This was contained in a July 19, 2023, Human Right Watch report titled Tunisia: No Safe Haven for Black African Migrants, Refugees.
The report said: “Between 2015 and 2021, the EU allocated €93.5 million to Tunisia from its “Emergency Trust Fund for Africa” (EUTF), which sought to combat irregular migration, displacement, and instability. This included €37.6 million for “border management” and efforts against “migrant smuggling and human trafficking.” A February 2022 EU document said the counter-smuggling/trafficking funding “provides for equipment and training for officers of the Internal Security Forces, as well as the Tunisian Customs.”
The same document said the EU would “designate” up to €85 million for migration-related projects in Tunisia in 2021-2022. It did not specify what had already been spent, though a February 2021 EU document stated, “A very significant EU-funded support programme, benefiting the Tunisian Coast Guard, is currently being implemented.” As much as €55 million of the €85 million could have been allocated to supporting migration control in Tunisia, based on the breakdown in the 2022 document: border management (€25m, including support to the coast guard); migration “governance” and protection (€6-10m); legal migration and labor mobility (€20-25m); combatting migrant smuggling/trafficking (€12-20m); and returns (€5m).
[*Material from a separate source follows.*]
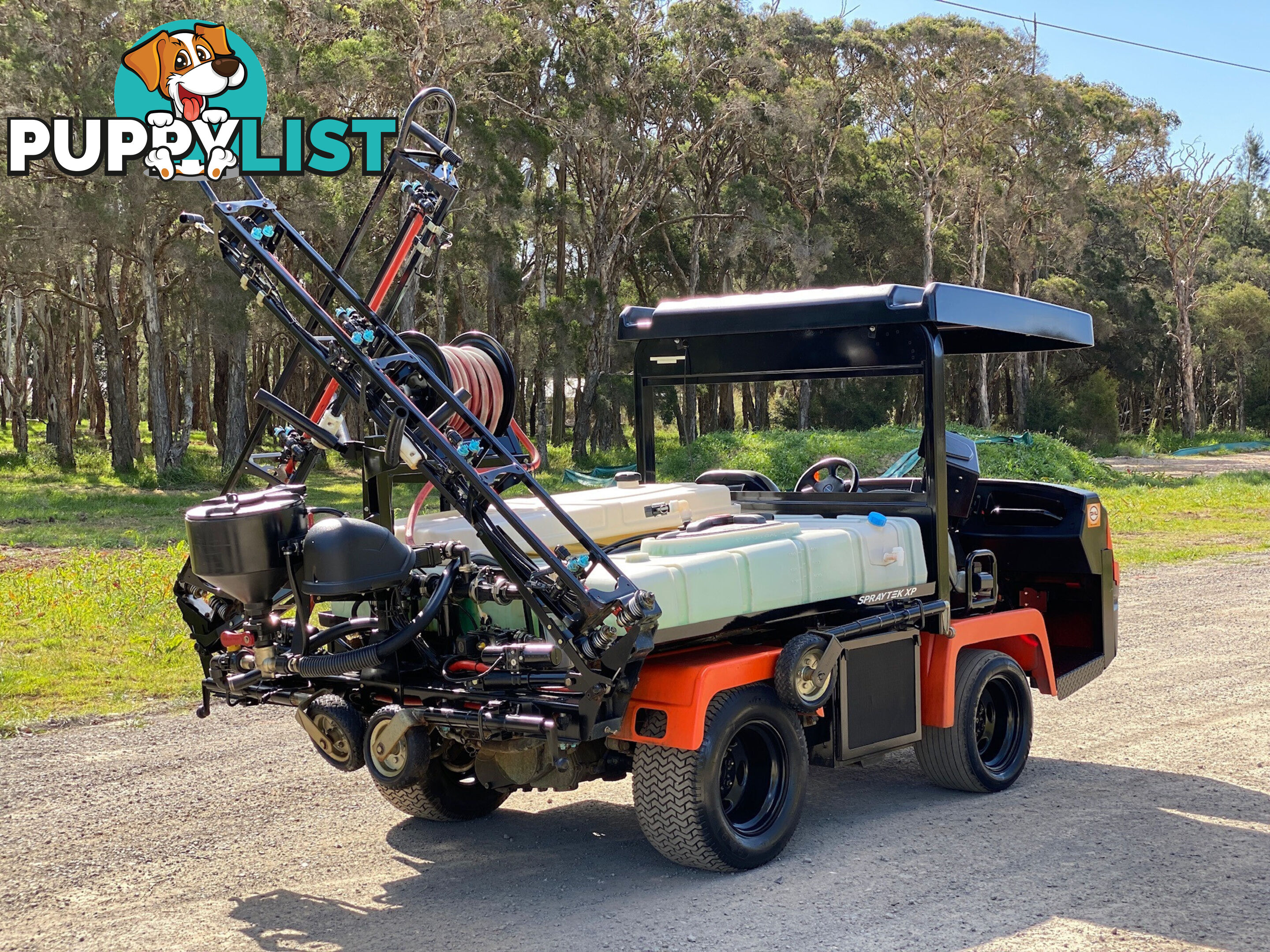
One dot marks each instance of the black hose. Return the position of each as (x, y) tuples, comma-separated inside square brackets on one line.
[(373, 655), (337, 631)]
The 2022 document also details extensive bilateral support to Tunisia by Italy, Spain, France, Germany and other EU states. In addition to its “fund for migration cooperation (ca. €10 million),” Italy supplied equipment (vehicles, boats, and more) “for a total value of €138 million since 2011,” and “technical assistance related to border control (2017-2018) … for a total of €12 million,” which included support to the Tunisian police and national guard. Germany also provided boats and vehicles, while Spain supplied IT equipment.
The EU’s 2021-2027 “Multi-Country Migration Programme for the Southern Neighbourhood,” which encompasses Tunisia, incorporates some positive elements – support to development of asylum policies, legal migration pathways, civil society engagement – but still highlights support to “law enforcement action” and “border and coast guard authorities” for border control. Problematic project indicators conflate sea interceptions and rescues (“number of migrants intercepted/rescued through SAR operations at sea” and “on land”).
European politicians have repeatedly proposed various migration partnerships with Tunisia, including offshore processing centers, “safe third country” deals, and agreements that could allow returns of third-country nationals who transited Tunisia.
International law admits the possibility of safe third country designations, which enable receiving countries to transfer asylum seekers on the presumption that the country they travelled through, or some other country, can fairly examine their refugee claims and provide effective protection. UNHCR guidelines list conditions for such transfers, including respect for refugee and human rights law standards and “protection against threats to physical safety or freedom.” The EU Asylum Procedures Directive requires non-EU member states to meet specific criteria to be designated “safe,” including “no risk of serious harm.”
Given the documented abuses by security forces and xenophobic attacks against migrants, asylum seekers and refugees in Tunisia, in addition to Tunisia’s lack of a national asylum law, it appears that Tunisia does not meet EU law criteria for a safe third country. Black Africans in particular should not be forcibly returned or transferred to Tunisia.